Cheesy Cajun Chicken and Sausage Dip
Authentic Chicken and Sausage Gumbo
📖 Recipe
Crispy Smashed Potatoes with Creole Sauce
Ingredients
Creole Sauce
- ¼ cup mayonnaise
- 1 tablespoon creole mustard - or whole grain mustard
- 1 garlic clove - minced
- 1 teaspoon fresh lemon juice
- 1 teaspoon worcestershire sauce
- ½ teaspoon hot sauce - such as Frank's Red Hot
- ½ teaspoon onion powder
- ½ teaspoon garlic powder
- ½ teaspoon cracked black pepper
- ½ teaspoon paprika
- ½ teaspoon Italian seasoning
- ¼ teaspoon cayenne pepper
- ⅛ teaspoon salt
Potatoes
- 1 pound baby red potatoes - rinsed
- 2 tablespoons olive oil - extra virgin or light tasting
- Salt and cracked black pepper - to taste
- 1 teaspoon garlic powder
- 1 teaspoon onion powder
- 1 teaspoon Italian seasoning
- ½ teaspoon paprika
- ¼ teaspoon cayenne pepper
- Chopped chives and flaked salt - for topping
Instructions
Creole Sauce
- To a medium mixing bowl, add mayo, creole mustard, garlic, lemon juice, Worcestershire sauce, hot sauce, onion powder, garlic powder, salt, black pepper, paprika, Italian seasoning, and cayenne pepper.
- Use a small whisk or fork to mix all the ingredients until combined. Refrigerate the sauce while you prepare the potatoes.
Potatoes
- Boil potatoes in water until easily pierced with a fork. Drain potatoes and allow them to dry out for about for about 10 minutes.
- Meanwhile, preheat your oven to 450 degrees Fahrenheit (232 °C). Spray a baking sheet with cooking spray and set aside.
- Transfer potatoes to a large mixing bowl, add olive oil, salt, pepper, paprika, garlic powder, onion powder, Italian seasoning, and cayenne pepper. Toss everything together with a rubber spatula or wooden spoon until all potatoes are coated with the oil and spices.
- Transfer potatoes to the prepared baking sheet. Do not discard the oil and spices leftover in the bowl. Use the back of a ½ cup measuring cup to smash each potato, being careful not to break them apart. If a few break apart it is fine, just try to keep them intact.
- Brush the tops of the potatoes with the remaining oil and spices leftover in the bowl used to coat the potatoes. Bake potatoes in the preheated oven for 35-45 minutes, until crispy and dark golden brown.
- Drizzle potatoes with creole sauce and sprinkle chopped chives over top. Enjoy!
Notes
- Leftover smashed potatoes can be stored in an airtight container in the refrigerator for up to three days. I recommend reheating the potatoes in the oven so that they remain crispy.

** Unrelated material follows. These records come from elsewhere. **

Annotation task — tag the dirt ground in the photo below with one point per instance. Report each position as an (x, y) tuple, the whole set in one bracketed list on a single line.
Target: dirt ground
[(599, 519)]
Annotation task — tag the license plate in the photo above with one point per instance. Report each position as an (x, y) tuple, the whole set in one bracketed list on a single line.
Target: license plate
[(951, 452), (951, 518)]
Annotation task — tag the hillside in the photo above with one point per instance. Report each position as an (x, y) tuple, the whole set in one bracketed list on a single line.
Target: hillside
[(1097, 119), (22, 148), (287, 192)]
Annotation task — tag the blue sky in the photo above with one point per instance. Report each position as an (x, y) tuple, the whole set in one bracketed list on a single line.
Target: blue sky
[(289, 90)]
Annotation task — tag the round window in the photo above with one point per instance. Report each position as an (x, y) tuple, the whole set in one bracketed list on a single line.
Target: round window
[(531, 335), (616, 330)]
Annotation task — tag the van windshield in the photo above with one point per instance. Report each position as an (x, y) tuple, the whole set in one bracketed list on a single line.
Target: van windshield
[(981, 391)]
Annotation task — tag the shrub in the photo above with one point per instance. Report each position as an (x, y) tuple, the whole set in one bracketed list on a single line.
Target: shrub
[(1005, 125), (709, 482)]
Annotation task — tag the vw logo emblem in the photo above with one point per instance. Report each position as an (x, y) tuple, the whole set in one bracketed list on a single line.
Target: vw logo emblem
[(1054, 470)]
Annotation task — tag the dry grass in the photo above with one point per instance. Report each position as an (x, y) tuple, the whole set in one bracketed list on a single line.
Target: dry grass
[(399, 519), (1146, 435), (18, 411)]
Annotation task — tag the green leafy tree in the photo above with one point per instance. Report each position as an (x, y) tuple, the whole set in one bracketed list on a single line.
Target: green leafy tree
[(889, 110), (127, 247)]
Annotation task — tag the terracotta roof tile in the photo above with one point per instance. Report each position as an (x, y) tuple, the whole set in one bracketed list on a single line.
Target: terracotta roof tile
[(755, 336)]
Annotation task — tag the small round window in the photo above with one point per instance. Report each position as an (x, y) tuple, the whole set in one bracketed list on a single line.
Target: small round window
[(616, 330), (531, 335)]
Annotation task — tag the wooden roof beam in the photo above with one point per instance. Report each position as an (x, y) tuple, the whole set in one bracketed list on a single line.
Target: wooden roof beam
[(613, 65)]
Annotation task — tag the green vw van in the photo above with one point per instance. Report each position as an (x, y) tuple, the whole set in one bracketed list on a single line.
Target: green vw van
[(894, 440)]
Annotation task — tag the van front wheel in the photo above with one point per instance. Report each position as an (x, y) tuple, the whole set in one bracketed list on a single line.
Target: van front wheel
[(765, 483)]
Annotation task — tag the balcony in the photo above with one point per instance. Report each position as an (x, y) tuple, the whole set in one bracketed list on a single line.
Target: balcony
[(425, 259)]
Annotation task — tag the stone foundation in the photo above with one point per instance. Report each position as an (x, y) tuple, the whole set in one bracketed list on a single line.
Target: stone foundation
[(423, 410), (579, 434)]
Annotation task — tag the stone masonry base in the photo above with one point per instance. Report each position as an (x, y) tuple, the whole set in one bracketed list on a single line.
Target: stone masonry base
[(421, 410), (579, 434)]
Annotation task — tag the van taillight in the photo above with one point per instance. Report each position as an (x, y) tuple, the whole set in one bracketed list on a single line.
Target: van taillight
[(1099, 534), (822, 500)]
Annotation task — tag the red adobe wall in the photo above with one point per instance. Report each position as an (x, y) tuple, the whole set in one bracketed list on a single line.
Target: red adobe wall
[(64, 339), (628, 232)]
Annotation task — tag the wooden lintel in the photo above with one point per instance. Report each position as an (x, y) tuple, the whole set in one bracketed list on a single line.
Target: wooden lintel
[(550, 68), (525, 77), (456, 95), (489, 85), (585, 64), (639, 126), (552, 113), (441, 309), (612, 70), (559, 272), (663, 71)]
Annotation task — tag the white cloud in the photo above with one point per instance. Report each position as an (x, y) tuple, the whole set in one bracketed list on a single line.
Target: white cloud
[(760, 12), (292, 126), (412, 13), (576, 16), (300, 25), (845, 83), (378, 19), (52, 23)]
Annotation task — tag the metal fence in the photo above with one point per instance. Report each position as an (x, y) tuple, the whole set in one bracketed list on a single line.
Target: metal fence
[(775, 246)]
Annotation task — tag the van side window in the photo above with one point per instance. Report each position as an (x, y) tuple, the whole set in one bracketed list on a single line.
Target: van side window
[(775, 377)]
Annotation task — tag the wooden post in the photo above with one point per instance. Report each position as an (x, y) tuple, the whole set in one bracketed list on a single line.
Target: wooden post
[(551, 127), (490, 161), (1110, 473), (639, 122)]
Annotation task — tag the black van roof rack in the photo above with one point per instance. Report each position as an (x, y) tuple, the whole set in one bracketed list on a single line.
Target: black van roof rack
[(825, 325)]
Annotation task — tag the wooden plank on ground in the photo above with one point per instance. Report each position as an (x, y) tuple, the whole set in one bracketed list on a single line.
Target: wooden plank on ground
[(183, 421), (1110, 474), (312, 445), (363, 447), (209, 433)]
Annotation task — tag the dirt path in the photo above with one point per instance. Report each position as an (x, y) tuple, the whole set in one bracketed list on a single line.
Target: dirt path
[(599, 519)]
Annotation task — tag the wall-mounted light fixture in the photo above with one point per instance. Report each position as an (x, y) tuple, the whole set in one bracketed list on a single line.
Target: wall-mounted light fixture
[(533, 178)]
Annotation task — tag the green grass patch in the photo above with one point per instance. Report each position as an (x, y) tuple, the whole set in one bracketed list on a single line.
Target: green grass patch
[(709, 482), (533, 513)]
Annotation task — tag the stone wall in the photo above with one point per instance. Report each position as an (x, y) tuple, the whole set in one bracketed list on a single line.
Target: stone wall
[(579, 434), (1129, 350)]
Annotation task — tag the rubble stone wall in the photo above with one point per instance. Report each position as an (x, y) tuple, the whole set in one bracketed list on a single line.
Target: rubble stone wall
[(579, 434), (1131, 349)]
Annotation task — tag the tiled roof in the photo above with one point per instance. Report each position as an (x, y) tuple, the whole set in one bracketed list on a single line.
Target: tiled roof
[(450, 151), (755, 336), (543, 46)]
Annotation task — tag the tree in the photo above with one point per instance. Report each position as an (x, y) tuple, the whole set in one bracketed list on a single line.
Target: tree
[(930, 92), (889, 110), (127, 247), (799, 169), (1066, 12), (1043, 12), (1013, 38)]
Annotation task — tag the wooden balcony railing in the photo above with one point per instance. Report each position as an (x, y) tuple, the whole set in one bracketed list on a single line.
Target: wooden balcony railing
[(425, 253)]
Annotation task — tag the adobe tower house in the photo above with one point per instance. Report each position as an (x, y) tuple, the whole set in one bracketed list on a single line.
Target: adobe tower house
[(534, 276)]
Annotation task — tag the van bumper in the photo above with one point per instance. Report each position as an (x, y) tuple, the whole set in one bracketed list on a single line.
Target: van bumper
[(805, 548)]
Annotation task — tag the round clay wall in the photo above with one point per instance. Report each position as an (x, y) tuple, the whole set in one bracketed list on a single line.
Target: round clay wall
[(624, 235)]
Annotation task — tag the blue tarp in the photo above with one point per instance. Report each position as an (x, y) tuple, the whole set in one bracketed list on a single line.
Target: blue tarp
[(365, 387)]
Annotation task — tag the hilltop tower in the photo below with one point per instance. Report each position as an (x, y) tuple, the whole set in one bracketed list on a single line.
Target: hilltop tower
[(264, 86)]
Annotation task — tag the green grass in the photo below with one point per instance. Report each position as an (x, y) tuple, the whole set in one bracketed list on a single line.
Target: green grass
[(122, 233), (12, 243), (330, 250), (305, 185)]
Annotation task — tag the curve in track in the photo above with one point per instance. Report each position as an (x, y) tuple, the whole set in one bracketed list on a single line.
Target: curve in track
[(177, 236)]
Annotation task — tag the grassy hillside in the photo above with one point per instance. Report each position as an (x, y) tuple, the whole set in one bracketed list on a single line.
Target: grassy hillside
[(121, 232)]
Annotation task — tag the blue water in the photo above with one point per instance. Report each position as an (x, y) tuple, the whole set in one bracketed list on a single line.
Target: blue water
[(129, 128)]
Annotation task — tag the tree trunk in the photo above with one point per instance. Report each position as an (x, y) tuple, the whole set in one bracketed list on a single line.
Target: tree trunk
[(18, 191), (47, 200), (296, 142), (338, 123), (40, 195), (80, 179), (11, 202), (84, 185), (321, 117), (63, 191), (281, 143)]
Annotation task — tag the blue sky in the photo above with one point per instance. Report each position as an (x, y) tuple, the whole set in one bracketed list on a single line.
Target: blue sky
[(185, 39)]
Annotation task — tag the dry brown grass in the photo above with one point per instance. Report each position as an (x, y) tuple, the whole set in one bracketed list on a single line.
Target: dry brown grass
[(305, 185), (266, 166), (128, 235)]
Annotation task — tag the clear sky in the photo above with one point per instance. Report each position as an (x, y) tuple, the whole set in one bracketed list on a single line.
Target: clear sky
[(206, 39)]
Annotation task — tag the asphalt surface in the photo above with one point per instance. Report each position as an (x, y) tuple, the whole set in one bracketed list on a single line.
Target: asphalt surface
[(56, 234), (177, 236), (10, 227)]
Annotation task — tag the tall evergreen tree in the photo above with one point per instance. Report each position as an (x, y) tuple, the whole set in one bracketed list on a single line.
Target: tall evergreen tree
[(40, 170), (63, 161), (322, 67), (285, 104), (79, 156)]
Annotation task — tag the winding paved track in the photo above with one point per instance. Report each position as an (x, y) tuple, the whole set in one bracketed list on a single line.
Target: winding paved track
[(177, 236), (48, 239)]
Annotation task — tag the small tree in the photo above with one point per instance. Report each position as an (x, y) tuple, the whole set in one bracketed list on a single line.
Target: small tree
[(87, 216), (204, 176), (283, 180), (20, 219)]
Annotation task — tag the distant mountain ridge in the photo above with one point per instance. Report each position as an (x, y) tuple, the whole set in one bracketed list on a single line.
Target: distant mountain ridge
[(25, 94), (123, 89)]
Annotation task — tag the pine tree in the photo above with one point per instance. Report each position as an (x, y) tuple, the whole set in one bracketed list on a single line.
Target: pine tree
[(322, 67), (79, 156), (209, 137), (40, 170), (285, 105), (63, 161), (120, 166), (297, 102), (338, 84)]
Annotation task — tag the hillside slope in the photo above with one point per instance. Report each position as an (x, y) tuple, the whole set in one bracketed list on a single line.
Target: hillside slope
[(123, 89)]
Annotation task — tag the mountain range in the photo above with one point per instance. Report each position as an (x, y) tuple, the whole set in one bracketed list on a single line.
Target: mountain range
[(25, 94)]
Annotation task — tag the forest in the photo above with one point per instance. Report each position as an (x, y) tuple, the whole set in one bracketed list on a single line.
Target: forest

- See blog post for other important tips and suggestions.
Aimee Shugarman
My family freaking LOVES these! making again tonight (for probably the 10th time just this year! So good.
Ashley Boyd
These are the comments I live for Aimee! I'm so happy your family loves the smashed potatoes. Thank you for your continued support!
Marlon Boyd
My little one love these and they are hard to stop eating! Quick and easy recipe
Ashley Boyd
Hi Marlon,
This comment makes me so happy! Thank you for trying the recipe!